Now for the serious stuff, and another history lesson.
Just as with Vietnam and much of the surrounding area, Cambodia was colonised by the French in the mid-19th century before gaining independence in the 1950s. The period thereafter was one of peace and prosperity, and a time of creativity and optimism - Cambodia's golden years. Phnom Penh grew in size and stature, and the temples of Angkor (more on them in a few days) were the leading tourist destination in Southeast Asia. This, however, proved to be the calm before the storm.
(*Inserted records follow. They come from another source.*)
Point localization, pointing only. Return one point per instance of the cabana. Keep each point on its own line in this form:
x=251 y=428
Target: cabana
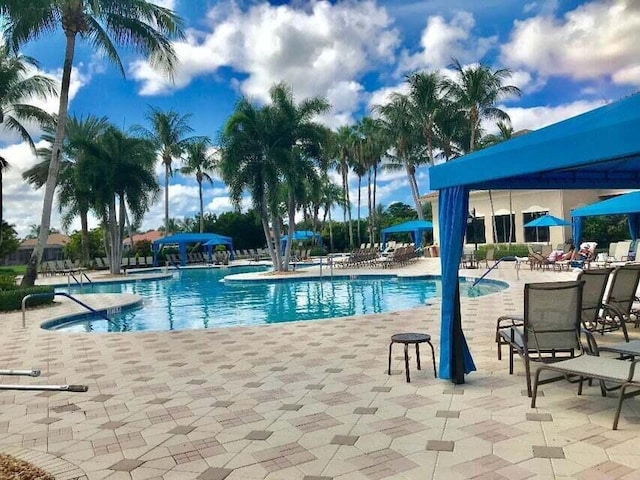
x=184 y=239
x=415 y=228
x=627 y=204
x=598 y=149
x=300 y=236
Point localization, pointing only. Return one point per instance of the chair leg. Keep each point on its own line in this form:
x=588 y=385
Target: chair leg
x=433 y=358
x=406 y=361
x=619 y=410
x=527 y=373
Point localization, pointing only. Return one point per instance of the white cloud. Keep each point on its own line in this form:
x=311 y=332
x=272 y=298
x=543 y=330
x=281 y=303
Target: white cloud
x=537 y=117
x=318 y=48
x=596 y=40
x=443 y=40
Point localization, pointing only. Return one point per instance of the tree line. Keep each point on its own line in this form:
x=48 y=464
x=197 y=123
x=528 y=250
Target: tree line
x=278 y=153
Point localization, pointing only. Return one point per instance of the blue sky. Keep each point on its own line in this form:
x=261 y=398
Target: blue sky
x=568 y=56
The Khmer Rouge was an indigenous Cambodian revolutionary movement formed in the 1960s - a guerrilla group driven by communist ideals and led by a man known as Pol Pot. In March 1970 Cambodia's prime minister, Norodom Sihanouk, was deposed in a military coup and overthrown by General Lon Nol. Sihanouk took up residence in Beijing from where he set up a government-in-exile and formed an alliance with the Khmer Rouge for support. This gave their movement legitimacy, with Sihanouk becoming the nominal head of a Khmer Rouge. Sihanouk's popularity in rural Cambodia allowed the Khmer Rouge to extend its power and influence, and when Lon Nol's government collapsed the Khmer Rouge captured Phnom Penh on April 17th, 1975 and took over. That's when the shit hit the fan.
Upon taking power, Pol Pot and his Khmer Rouge immediately set about implementing one of the most radical and brutal restructurings of a society ever attempted. Its goal was to transform Cambodia into a giant peasant-dominated agrarian cooperative, untainted by anything that had come before. On that April 17th, the Khmer Rouge evacuated the entire population of Phnom Penh to camps in the countryside where they were forced to work as slaves for 12 to 15 hours a day (similar evacuations took place every time the Khmer Rouge took over a new city). Pol Pot envisioned a Cambodia absent of any social institutions like banks or religions or any modern technology. His means of implementation was to begin exterminating anyone who didn't fit this new ideal. Intellectuals, businessmen, Buddhists and foreigners were systematically wiped out, often by execution but sometimes simply by working people to death in the fields. This was pure genocide, akin to the Holocaust but at the hands of the Khmer Rouge and Pol Pot instead of Nazi Germany and Adolf Hitler. The advent of Khmer Rouge rule was even proclaimed "Year Zero".
The photos above and below are Tuol Sleng Genocide Museum. This is a former high school, taken over by Pol Pot's security forces who transformed the classrooms into torture chambers and renamed the facility Security Prison 21 (S-21).